I have found the Lie Symmetries for a particular PDE, and have constructed the commutator table.
The symmetries are as follows:
\begin{align} X_1 &= x \frac{\partial}{\partial x} + 3t \frac{\partial}{\partial t} - 2u \frac{\partial}{\partial u}\\ X_2 &= -t \frac{\partial}{\partial x} + \frac{\partial}{\partial u}\\ X_3 &= \frac{\partial}{\partial x}\\ X_4 &= \frac{\partial}{\partial t} \end{align}
the commutators were calculated and the results are in the following table:
| $X_1$ | $X_2$ | $X_3$ | $X_4$ | |
|---|---|---|---|---|
| $X_1$ | $0$ | $2X_2$ | $-X_3$ | $-3X_4$ |
| $X_2$ | $-2X_2$ | 0 | 0 | $X_3$ |
| $X_3$ | $X_3$ | $0$ | $0$ | $0$ |
| $X_4$ | $3X_4$ | $-X_3$ | $0$ | $0$ |
We can see that: \begin{align} \mathcal{L}^{(1)} &= \text{Span}(X_2, X_3, X_4)\\ \mathcal{L}^{(2)} &= \text{Span}(X_3, X_4)\\ \mathcal{L}^{(3)} &= 0 \end{align}
therefore $\mathcal{L}$ is solvable.
How do I solve the Lie Algebra?

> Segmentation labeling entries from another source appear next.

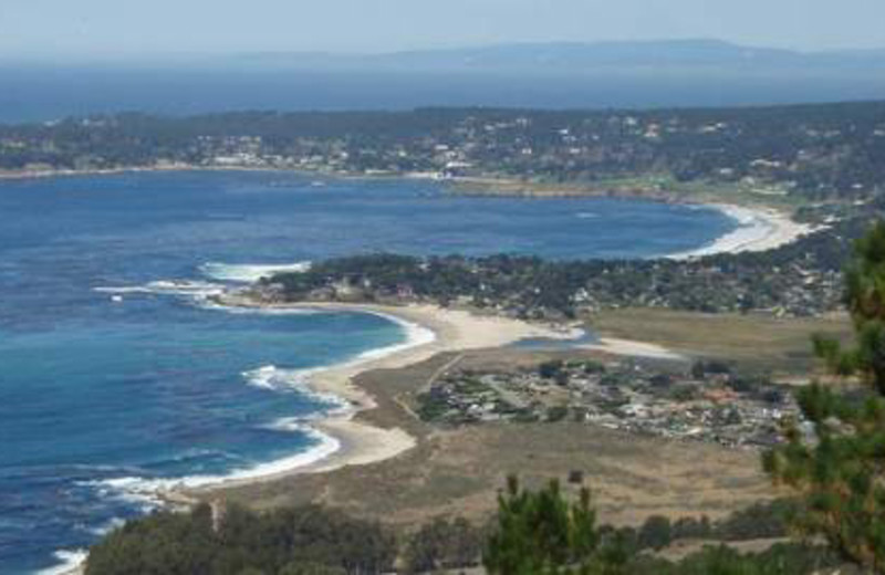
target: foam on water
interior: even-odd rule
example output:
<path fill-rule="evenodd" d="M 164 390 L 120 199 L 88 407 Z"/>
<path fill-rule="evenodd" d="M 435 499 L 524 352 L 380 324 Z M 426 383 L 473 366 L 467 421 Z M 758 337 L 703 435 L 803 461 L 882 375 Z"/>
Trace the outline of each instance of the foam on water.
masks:
<path fill-rule="evenodd" d="M 325 404 L 329 409 L 313 416 L 298 418 L 298 420 L 312 419 L 315 417 L 329 417 L 343 415 L 350 410 L 347 401 L 334 394 L 323 394 L 310 387 L 310 378 L 313 374 L 327 369 L 325 367 L 315 367 L 312 369 L 282 369 L 275 365 L 266 365 L 257 369 L 244 372 L 242 376 L 246 378 L 248 385 L 259 387 L 262 389 L 270 389 L 273 391 L 291 391 L 298 390 L 299 393 L 310 396 L 312 399 Z M 292 419 L 295 420 L 295 419 Z"/>
<path fill-rule="evenodd" d="M 222 282 L 254 283 L 275 273 L 305 272 L 310 268 L 311 262 L 252 264 L 208 262 L 200 265 L 200 272 L 208 278 Z"/>
<path fill-rule="evenodd" d="M 208 297 L 220 295 L 225 286 L 210 282 L 194 282 L 186 280 L 158 280 L 148 282 L 144 285 L 103 285 L 92 289 L 94 292 L 108 293 L 113 295 L 125 294 L 156 294 L 156 295 L 189 295 L 195 297 Z"/>
<path fill-rule="evenodd" d="M 60 550 L 52 554 L 59 563 L 48 569 L 39 571 L 39 575 L 66 575 L 86 562 L 86 550 Z"/>
<path fill-rule="evenodd" d="M 754 210 L 737 206 L 689 206 L 689 209 L 695 210 L 709 208 L 717 209 L 728 216 L 737 224 L 737 228 L 698 249 L 670 254 L 668 255 L 669 259 L 687 260 L 723 252 L 737 253 L 777 231 L 774 224 Z"/>

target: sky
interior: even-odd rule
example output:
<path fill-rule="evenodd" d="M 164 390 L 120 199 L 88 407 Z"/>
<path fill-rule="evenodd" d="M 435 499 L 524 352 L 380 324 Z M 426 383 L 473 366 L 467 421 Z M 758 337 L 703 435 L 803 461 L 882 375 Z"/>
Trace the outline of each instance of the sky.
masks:
<path fill-rule="evenodd" d="M 0 59 L 719 39 L 885 48 L 885 0 L 0 0 Z"/>

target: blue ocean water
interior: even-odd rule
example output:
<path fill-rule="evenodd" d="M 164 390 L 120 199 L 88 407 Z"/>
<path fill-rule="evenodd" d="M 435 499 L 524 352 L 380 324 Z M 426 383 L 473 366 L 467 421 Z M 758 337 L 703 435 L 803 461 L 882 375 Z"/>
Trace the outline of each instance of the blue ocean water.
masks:
<path fill-rule="evenodd" d="M 300 372 L 406 338 L 373 315 L 233 313 L 194 297 L 222 280 L 382 250 L 645 258 L 735 226 L 697 207 L 281 172 L 2 181 L 0 572 L 56 565 L 59 550 L 148 510 L 152 482 L 331 448 L 303 419 L 339 406 Z"/>

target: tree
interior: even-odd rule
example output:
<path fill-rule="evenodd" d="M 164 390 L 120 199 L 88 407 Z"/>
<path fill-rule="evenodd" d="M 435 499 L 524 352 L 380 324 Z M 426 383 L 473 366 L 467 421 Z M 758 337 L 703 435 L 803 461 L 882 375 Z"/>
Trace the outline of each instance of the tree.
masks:
<path fill-rule="evenodd" d="M 532 493 L 516 478 L 498 498 L 497 529 L 489 537 L 483 564 L 490 574 L 545 575 L 616 573 L 625 560 L 600 545 L 590 490 L 569 503 L 559 482 Z"/>
<path fill-rule="evenodd" d="M 785 428 L 784 446 L 766 453 L 775 483 L 801 495 L 792 526 L 822 536 L 845 560 L 885 573 L 885 223 L 854 247 L 845 304 L 855 343 L 815 337 L 834 375 L 861 383 L 839 393 L 815 383 L 799 394 L 810 429 Z M 851 385 L 851 380 L 845 380 Z M 803 432 L 805 431 L 805 432 Z"/>
<path fill-rule="evenodd" d="M 669 545 L 671 539 L 670 520 L 663 515 L 652 515 L 639 530 L 639 545 L 662 550 Z"/>

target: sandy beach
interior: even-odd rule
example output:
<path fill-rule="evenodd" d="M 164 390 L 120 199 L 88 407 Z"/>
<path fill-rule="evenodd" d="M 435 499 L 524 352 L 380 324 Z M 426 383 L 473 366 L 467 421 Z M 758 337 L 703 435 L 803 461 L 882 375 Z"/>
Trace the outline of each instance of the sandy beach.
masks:
<path fill-rule="evenodd" d="M 248 297 L 237 294 L 227 294 L 219 301 L 229 306 L 256 305 Z M 310 375 L 309 386 L 313 391 L 334 395 L 348 405 L 347 409 L 333 412 L 327 418 L 310 421 L 312 428 L 333 438 L 337 446 L 333 452 L 311 463 L 299 464 L 291 469 L 165 493 L 164 496 L 170 502 L 188 503 L 195 495 L 219 488 L 235 488 L 246 483 L 274 481 L 291 474 L 326 472 L 345 466 L 374 463 L 394 458 L 415 447 L 416 439 L 403 429 L 383 429 L 354 417 L 360 411 L 375 407 L 372 396 L 353 385 L 354 377 L 364 372 L 400 368 L 444 352 L 501 347 L 524 338 L 563 339 L 580 335 L 580 332 L 570 328 L 530 324 L 500 316 L 477 315 L 464 310 L 448 310 L 429 304 L 392 306 L 298 303 L 278 304 L 273 307 L 351 311 L 381 315 L 402 324 L 408 333 L 409 343 L 377 357 L 373 357 L 369 353 L 353 362 L 319 369 Z"/>
<path fill-rule="evenodd" d="M 697 250 L 670 255 L 673 260 L 690 260 L 717 253 L 743 253 L 773 250 L 815 231 L 813 226 L 793 221 L 789 215 L 772 208 L 706 203 L 737 221 L 738 228 Z"/>

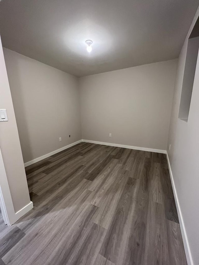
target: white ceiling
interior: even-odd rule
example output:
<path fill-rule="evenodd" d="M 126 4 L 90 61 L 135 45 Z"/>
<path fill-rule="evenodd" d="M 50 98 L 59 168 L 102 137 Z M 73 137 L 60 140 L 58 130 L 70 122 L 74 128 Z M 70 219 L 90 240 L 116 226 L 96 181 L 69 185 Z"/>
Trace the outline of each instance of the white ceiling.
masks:
<path fill-rule="evenodd" d="M 199 0 L 2 0 L 4 47 L 82 76 L 178 57 Z M 85 41 L 93 41 L 92 51 Z"/>

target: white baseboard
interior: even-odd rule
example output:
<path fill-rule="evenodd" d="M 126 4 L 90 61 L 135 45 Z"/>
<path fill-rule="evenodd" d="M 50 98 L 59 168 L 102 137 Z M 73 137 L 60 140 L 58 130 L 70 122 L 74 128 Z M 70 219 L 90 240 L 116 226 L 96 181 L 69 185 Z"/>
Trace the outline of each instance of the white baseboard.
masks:
<path fill-rule="evenodd" d="M 54 151 L 53 151 L 52 152 L 51 152 L 50 153 L 49 153 L 48 154 L 46 154 L 46 155 L 44 155 L 39 157 L 35 159 L 34 159 L 33 160 L 31 160 L 31 161 L 29 161 L 29 162 L 26 162 L 26 163 L 24 163 L 24 167 L 26 167 L 28 166 L 30 166 L 30 165 L 32 165 L 33 164 L 34 164 L 35 163 L 36 163 L 37 162 L 39 162 L 41 160 L 43 160 L 45 158 L 47 158 L 48 157 L 52 156 L 53 155 L 54 155 L 59 152 L 61 152 L 61 151 L 63 151 L 67 148 L 69 148 L 72 146 L 73 146 L 73 145 L 75 145 L 76 144 L 79 144 L 82 142 L 82 140 L 80 140 L 79 141 L 77 141 L 76 142 L 75 142 L 74 143 L 72 143 L 72 144 L 70 144 L 68 145 L 66 145 L 66 146 L 64 146 L 63 147 L 62 147 L 61 148 L 60 148 L 59 149 L 57 149 Z"/>
<path fill-rule="evenodd" d="M 116 147 L 122 147 L 123 148 L 128 148 L 129 149 L 135 149 L 136 150 L 141 150 L 142 151 L 148 151 L 150 152 L 154 152 L 155 153 L 160 153 L 162 154 L 166 153 L 166 150 L 160 150 L 159 149 L 153 149 L 152 148 L 147 148 L 145 147 L 139 147 L 138 146 L 132 146 L 131 145 L 124 145 L 123 144 L 112 144 L 111 143 L 105 143 L 103 142 L 98 142 L 97 141 L 91 141 L 90 140 L 82 139 L 82 142 L 86 143 L 90 143 L 92 144 L 102 144 L 103 145 L 109 145 L 110 146 L 115 146 Z"/>
<path fill-rule="evenodd" d="M 22 217 L 24 214 L 25 214 L 28 212 L 32 209 L 33 208 L 33 204 L 32 202 L 31 201 L 30 202 L 25 206 L 23 207 L 19 211 L 15 213 L 15 220 L 14 222 L 15 222 L 16 221 Z"/>
<path fill-rule="evenodd" d="M 171 182 L 171 185 L 172 185 L 173 192 L 174 192 L 175 201 L 175 204 L 176 206 L 177 212 L 178 212 L 178 218 L 179 220 L 180 230 L 181 231 L 181 233 L 182 234 L 182 236 L 183 238 L 183 244 L 184 244 L 184 248 L 185 255 L 186 255 L 186 258 L 187 258 L 187 264 L 188 265 L 194 265 L 191 253 L 191 251 L 190 250 L 190 248 L 189 245 L 189 242 L 188 240 L 187 234 L 186 233 L 186 231 L 185 230 L 185 228 L 184 226 L 184 222 L 183 222 L 182 212 L 180 209 L 179 202 L 178 198 L 178 195 L 177 194 L 177 192 L 176 192 L 176 190 L 175 185 L 175 183 L 174 180 L 173 175 L 171 171 L 171 165 L 170 165 L 170 163 L 169 158 L 168 154 L 167 153 L 167 152 L 166 151 L 166 153 L 167 159 L 167 162 L 168 162 L 168 165 L 169 165 L 169 173 L 170 175 Z"/>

Am I to write $X_1$ in terms of linear combination of the other symmetries?
I understand how to use the symmetries to solve the PDE. Is that all this means? IE when they say the algebra is solvable, do they mean that we can use the symmetries to solve the given PDE (or ODE)?